Convolutional neural nets just take in a set of numbers and output a set of numbers. The exact numbers that go in (and the exact numbers that come out) depend on what the actual inputs are and what the intended output is. For example, a perceptron that detects whether an object is present in an image might take in pixel data as inputs and give back a single boolean value (1 or 0) that represents whether the object is present.
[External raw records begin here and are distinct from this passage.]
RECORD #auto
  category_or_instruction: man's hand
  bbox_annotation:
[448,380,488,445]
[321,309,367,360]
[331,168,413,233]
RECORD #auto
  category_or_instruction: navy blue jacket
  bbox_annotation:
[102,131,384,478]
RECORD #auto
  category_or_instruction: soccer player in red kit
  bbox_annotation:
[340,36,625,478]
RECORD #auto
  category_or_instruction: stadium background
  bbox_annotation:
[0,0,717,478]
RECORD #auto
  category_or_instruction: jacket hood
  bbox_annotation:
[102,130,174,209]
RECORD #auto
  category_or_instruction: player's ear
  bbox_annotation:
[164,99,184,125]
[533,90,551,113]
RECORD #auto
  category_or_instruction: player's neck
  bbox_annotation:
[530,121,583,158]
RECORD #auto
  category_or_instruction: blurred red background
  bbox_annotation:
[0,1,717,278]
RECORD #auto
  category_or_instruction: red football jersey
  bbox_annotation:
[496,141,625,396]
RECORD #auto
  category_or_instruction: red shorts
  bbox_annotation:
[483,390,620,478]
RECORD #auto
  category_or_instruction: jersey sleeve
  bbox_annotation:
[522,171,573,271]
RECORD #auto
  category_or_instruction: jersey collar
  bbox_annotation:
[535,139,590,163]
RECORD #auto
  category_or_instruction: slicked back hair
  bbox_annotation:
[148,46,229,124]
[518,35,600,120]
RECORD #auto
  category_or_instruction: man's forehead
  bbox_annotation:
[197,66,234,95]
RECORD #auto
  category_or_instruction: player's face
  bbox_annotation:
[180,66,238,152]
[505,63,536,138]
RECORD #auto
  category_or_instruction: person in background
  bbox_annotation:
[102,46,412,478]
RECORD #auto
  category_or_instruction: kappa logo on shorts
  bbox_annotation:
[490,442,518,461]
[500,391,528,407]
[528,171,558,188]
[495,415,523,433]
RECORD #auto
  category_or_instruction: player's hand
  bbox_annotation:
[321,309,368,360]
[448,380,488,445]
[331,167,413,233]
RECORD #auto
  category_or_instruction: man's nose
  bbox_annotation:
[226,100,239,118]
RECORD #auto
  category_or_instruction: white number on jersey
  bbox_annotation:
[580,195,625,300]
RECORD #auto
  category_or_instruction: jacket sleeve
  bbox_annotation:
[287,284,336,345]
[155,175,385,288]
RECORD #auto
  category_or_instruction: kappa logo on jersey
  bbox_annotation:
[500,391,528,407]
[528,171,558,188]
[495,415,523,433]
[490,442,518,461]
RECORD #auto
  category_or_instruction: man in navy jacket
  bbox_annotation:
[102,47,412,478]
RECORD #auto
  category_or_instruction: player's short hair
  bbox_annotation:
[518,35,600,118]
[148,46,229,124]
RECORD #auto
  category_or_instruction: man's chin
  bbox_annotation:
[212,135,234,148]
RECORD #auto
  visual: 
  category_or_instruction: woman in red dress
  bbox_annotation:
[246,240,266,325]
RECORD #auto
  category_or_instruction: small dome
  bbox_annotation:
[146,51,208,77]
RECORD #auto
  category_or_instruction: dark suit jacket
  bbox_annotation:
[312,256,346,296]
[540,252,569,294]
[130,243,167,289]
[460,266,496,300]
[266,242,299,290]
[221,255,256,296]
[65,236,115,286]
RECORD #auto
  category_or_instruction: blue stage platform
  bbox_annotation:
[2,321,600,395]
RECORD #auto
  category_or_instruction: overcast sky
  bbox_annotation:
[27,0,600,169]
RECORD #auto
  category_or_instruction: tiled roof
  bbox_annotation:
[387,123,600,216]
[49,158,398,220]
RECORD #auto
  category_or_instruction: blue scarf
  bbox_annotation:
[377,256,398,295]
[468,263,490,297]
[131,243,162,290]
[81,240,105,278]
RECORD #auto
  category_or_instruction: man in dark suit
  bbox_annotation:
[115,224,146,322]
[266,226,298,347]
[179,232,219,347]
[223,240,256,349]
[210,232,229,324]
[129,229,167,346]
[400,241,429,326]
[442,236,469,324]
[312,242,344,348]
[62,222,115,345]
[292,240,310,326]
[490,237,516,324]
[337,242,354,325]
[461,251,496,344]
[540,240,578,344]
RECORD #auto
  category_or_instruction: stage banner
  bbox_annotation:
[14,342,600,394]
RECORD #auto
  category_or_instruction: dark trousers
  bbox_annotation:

The nature of that pixel data is variable; if it’s black and white, one number might represent the grayscale value of each pixel. If it’s a color image, three numbers might represent the red, green, and blue values of each pixel. The model will be based on the image size: pixel number 650 might be at the top left of a 640x480 image, but in the bottom of a 26x26 image. There’s no intrinsic connection between a specific value location (a number at input index 650, for example) and what it represents beyond the model it’s part of.

Artificial data generation can’t be generalizable because it’s intrinsically tied to the problem domain: we’re not able to come up with augmentation methods that will work for images, audio, and sensor data. We have to creatively find primitives that are represented in the data, then alter those primitives to generate artificial data points.

This could be worth exploring. If we generate some data using statistical methods (generating random numerical inputs based on standard deviation and mean, for example) and pit it against data built from altered primitives, I wonder which scenarios would be better for which data set?